Function.identity returns different type?

[Paul Govereau]

Looking at this example, it seems that because the argument type of apply is
T, and the return type of asIf is T, then type inference should know that we
wanted Function.identity() to have type Function<T,T>. However, this is not
how type inference works. Type inference will not propagate typing
constraints across the invocation of apply. Technically, this is because
apply is not a "poly expression" as described in Section 15.12 of the Java
Language Specification. (Note that apply itself is not a generic method, and
in this case it does not appear in an assignment or invocation context.)

It may be easier to understand this example if we write it in a slightly
different way. Consider:

     static <T> T asIf(T t) {
         Function<T,T> f = Function.<T>identity();
         return f.apply(t);
     }

This version works perfectly well. However, if we consider what information
is available to Function.identity from type inference, the code would be more
like:

     static <T> T asIf(T t) {
         Function f = Function.identity();
         return f.apply(t);
     }

This version is clearly not correct because f has the "raw type" Function,
which is not compatible with its use in f.apply.
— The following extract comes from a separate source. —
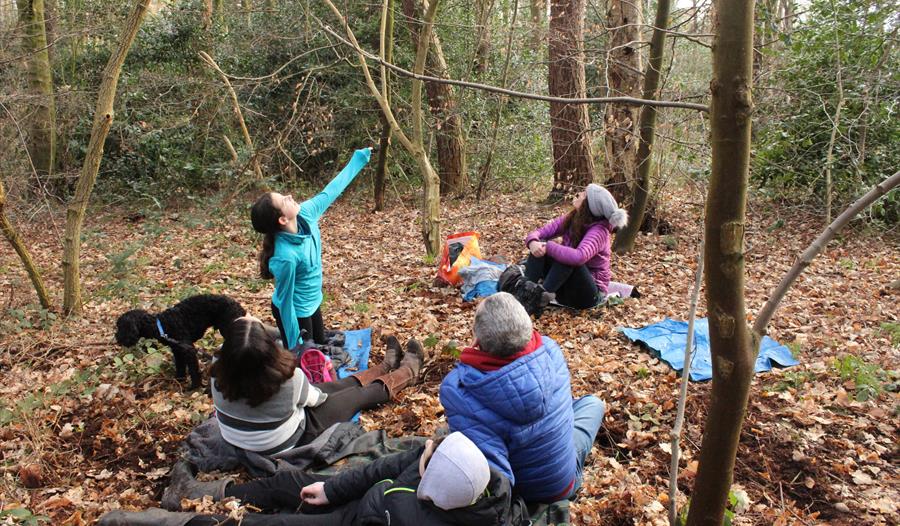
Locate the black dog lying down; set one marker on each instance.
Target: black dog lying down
(179, 327)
As suggested, a simple fix is to provide the type argument to
Function.identity like so:

     static <T> T asIf(T t) { return Function.<T>identity().apply(t); }

This tells the compiler that we would like Function.identity to return the
type Function<T,T>.

To answer your other question, asIn is OK because type information from the
return statement and the parameter list for asGiven will be combined to
provide the needed type information to Function.identity.

I hope this helps.
Paul

On 02/26/2014 12:58 PM, Samuel Dennis Borlongan wrote:
> If my experience with mucking around with generics is right, then inlining
> asGiven should be coded as :
>
>    static <T> T asIf(T t) {    return Function.<T>identity().apply(t);  }
>
> Since asGiven implicitly "supplies" the type parameter for
> Function::identity, while asIf as written does not.
>
> (Help?)
>
> Samuel Dennis R. Borlongan
>
>
> On Wed, Feb 26, 2014 at 6:14 PM, Timo Kinnunen <timo.kinnunen at gmail.com>wrote:
>
>> Hi,
>>
>>
>>
>>
>> What's the deal here, how come the "asIf" version - same as "asIn" except
>> the method "asGiven" inlined away - doesn't compile?
>>
>>
>>
>>
>>    static <T> T asIn(T t) {    return asGiven(Function.identity(), t);  }
>>
>>    static <T> T asIf(T t) {    return Function.identity().apply(t);  }
>>
>>    static <S, T> T asGiven(Function<S, T> given, S s) {    return
>> given.apply(s);  }
>>
>>
>>
>>
>> The compile error I get is:
>>
>> error: incompatible types: Object cannot be converted to T
>>
>>
>>
>>
>> But there's no mention Object in the code...
>>
>>
>>
>>
>>
>> --
>> Have a nice day,
>> Timo.
>>
>> Sent from Windows Mail
>>
>>
>